Using the Harborview Medical Center’s Necrotizing Skin and Soft Tissue (NSTI) registry, Dr. Horn sought to validate a number of previously identified predictors of mortality. In addition, because mortality in NSTI has declined over time, she also sought to identify risk factors for outcomes pertinent to patient quality of life, including limb loss and skilled nursing facility discharge. She found patient characteristics and comorbidities, laboratory data, and infection site and etiology were important indicators of adverse outcome. Of note, she demonstrated that patients with perineal NSTI had significantly lower odds of death compared to those without perineal involvement. She also found that among limb NSTI, patients who were transferred from another institution had significantly greater odds of amputation. She hopes this study will further inform triage and operative decisions and help guide future goals of care discussions.

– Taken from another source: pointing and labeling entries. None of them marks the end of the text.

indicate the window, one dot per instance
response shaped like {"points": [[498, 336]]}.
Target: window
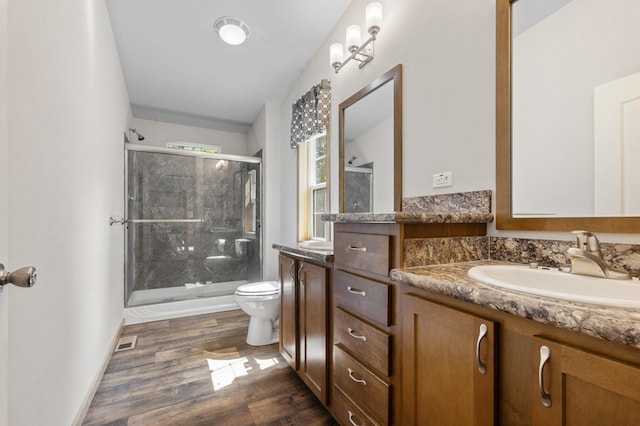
{"points": [[312, 188]]}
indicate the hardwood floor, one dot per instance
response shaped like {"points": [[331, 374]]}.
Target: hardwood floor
{"points": [[200, 371]]}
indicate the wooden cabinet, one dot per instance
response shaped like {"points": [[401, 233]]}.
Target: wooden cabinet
{"points": [[577, 387], [304, 321], [313, 328], [288, 311], [448, 365], [363, 371]]}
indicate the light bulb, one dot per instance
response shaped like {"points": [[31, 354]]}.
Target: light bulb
{"points": [[336, 54], [354, 37], [373, 17]]}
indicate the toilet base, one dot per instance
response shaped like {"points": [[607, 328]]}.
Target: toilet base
{"points": [[261, 332]]}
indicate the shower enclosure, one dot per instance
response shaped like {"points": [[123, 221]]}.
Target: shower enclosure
{"points": [[193, 224]]}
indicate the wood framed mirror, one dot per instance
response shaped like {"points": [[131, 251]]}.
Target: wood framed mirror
{"points": [[370, 147], [509, 118]]}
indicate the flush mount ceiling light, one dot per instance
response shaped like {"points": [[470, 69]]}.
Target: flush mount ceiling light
{"points": [[359, 52], [232, 30]]}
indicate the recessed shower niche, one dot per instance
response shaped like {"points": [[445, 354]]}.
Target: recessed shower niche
{"points": [[193, 227]]}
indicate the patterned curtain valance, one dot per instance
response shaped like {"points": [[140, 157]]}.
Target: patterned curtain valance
{"points": [[311, 113]]}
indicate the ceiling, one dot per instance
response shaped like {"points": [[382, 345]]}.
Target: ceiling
{"points": [[178, 70]]}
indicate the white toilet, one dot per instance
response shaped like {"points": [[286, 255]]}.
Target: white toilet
{"points": [[261, 301]]}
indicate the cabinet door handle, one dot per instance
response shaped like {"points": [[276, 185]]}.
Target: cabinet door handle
{"points": [[351, 419], [482, 367], [356, 291], [291, 270], [356, 336], [355, 379], [545, 354]]}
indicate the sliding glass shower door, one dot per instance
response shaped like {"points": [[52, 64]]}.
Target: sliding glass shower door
{"points": [[193, 224]]}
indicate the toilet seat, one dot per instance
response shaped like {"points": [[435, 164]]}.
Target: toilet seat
{"points": [[267, 288]]}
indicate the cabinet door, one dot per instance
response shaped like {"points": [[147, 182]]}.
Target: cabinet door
{"points": [[288, 311], [448, 366], [575, 387], [312, 281]]}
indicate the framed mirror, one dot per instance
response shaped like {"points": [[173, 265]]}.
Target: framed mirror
{"points": [[370, 144], [562, 160]]}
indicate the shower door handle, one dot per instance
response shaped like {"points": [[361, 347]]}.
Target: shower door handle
{"points": [[23, 277], [165, 221]]}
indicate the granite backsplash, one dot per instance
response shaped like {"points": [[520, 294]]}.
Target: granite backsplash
{"points": [[434, 251]]}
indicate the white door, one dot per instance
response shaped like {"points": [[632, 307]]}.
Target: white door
{"points": [[617, 147]]}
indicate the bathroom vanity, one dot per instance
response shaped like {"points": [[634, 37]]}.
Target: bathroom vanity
{"points": [[367, 362], [305, 323], [545, 361], [401, 343]]}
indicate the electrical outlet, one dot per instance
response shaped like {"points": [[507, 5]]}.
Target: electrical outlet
{"points": [[442, 179]]}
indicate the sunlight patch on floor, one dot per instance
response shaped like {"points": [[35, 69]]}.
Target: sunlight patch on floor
{"points": [[225, 371]]}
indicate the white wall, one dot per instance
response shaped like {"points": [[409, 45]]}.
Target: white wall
{"points": [[4, 220], [158, 133], [447, 50], [264, 135], [368, 148], [67, 110], [448, 54], [578, 39]]}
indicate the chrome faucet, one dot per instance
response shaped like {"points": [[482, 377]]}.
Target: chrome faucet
{"points": [[587, 258]]}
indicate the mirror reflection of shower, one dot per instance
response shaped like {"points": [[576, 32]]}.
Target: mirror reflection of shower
{"points": [[193, 227]]}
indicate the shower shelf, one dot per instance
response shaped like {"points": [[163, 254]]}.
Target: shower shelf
{"points": [[165, 220]]}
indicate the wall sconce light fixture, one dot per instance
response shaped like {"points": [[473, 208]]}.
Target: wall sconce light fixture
{"points": [[358, 51]]}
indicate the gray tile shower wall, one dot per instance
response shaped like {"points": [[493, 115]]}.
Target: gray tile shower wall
{"points": [[205, 199]]}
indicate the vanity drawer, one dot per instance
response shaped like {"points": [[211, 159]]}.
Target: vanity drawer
{"points": [[368, 252], [348, 413], [366, 342], [361, 385], [362, 296]]}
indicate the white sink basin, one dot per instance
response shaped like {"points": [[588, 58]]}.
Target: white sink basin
{"points": [[560, 285], [316, 245]]}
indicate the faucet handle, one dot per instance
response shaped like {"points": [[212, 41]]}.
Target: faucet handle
{"points": [[588, 241]]}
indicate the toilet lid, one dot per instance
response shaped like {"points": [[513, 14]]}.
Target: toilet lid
{"points": [[266, 288]]}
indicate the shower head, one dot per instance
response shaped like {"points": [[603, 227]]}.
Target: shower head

(February 2020) Dr. John Monu, Division of General Surgery (R4), published "Evaluating Knowledge, Attitudes, and Beliefs About Lung Cancer Screening Using Crowdsourcing" in the Journal CHEST, published February 7, 2020.

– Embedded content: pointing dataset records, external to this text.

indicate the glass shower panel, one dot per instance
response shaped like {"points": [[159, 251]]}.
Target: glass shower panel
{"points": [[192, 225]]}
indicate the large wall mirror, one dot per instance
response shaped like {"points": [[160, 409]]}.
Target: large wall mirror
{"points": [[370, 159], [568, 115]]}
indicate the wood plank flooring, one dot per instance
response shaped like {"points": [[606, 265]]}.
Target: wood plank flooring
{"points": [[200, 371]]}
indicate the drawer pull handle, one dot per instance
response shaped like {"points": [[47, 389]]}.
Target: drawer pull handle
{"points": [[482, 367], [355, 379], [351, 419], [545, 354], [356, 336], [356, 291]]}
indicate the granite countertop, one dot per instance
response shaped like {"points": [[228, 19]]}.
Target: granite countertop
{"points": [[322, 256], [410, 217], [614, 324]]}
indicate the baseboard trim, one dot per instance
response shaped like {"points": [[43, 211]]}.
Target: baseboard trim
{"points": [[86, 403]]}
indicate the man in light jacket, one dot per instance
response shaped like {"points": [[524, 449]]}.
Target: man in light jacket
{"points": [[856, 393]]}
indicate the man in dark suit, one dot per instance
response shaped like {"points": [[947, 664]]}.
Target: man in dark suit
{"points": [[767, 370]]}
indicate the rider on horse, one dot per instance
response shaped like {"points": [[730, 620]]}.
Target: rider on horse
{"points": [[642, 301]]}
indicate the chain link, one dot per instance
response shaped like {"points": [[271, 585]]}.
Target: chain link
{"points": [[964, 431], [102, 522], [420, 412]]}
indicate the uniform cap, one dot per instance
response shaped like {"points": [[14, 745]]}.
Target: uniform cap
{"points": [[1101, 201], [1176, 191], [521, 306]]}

Dr. Monu examines the multifaceted problem of underutilization of lung cancer screening. Lung cancer screening is recommended by the United States Preventive Services Task Force (USPSTF) for high-risk current and former smokers. Using an online crowdsourcing platform to recruit individuals eligible for lung cancer screening according to USPSTF criteria, Dr. Monu explores various factors to develop an understanding of how they contribute to low screening rates. This study assesses high-risk individuals’ knowledge, attitudes towards, and beliefs related to lung cancer screening. Dr. Monu found that a minority of individuals at high risk for lung cancer are aware of screening, however, the majority believe that early detection of cancer saves lives. Additionally, these individuals would pursue screening if it was recommended by their primary care physician. These findings suggest that patient and physician-facing interventions to increase knowledge pertaining to lung cancer screening, in combination with continued provision of smoking cessation information, may increase willingness to screen among individuals at high-risk for lung cancer.
Beyond Demographics: Missing Sociodemographics in Surgical Research
American Journal of Surgery | July 2019
Reporting sociodemographic data in research is critical to describe participants, and to identify contributing factors for patient experience, outcomes and heterogeneity of treatment effect (HTE). Social determinants of health and clinical health characteristics are important drivers of outcomes, and prospective studies collecting participant-reported data offer an opportunity to report these sociodemographics and evaluate for associations with outcomes. Clinical trials have underreported these factors previously, but reporting has not been examined in surgical research. MORE
(July 2019) Dr. Kirsten Concha-Moore, Division of Vascular Surgery (R1), was selected as one of the 2019 Patricia Numann Outstanding Medical Student Award recipients on behalf of the Association of Women Surgeons (AWS) and the AWS Foundation. This award is named in honor of the founder of AWS and established to encourage and support female medical students pursuing a career in surgery. Awardees are chosen based on their potential leadership qualities or research contributions to the field of surgery.
The award will be presented to Dr. Concha-Moore at the AWS Foundation Awards Dinner in October 2019 where individuals who have made a difference for women in surgery are celebrated.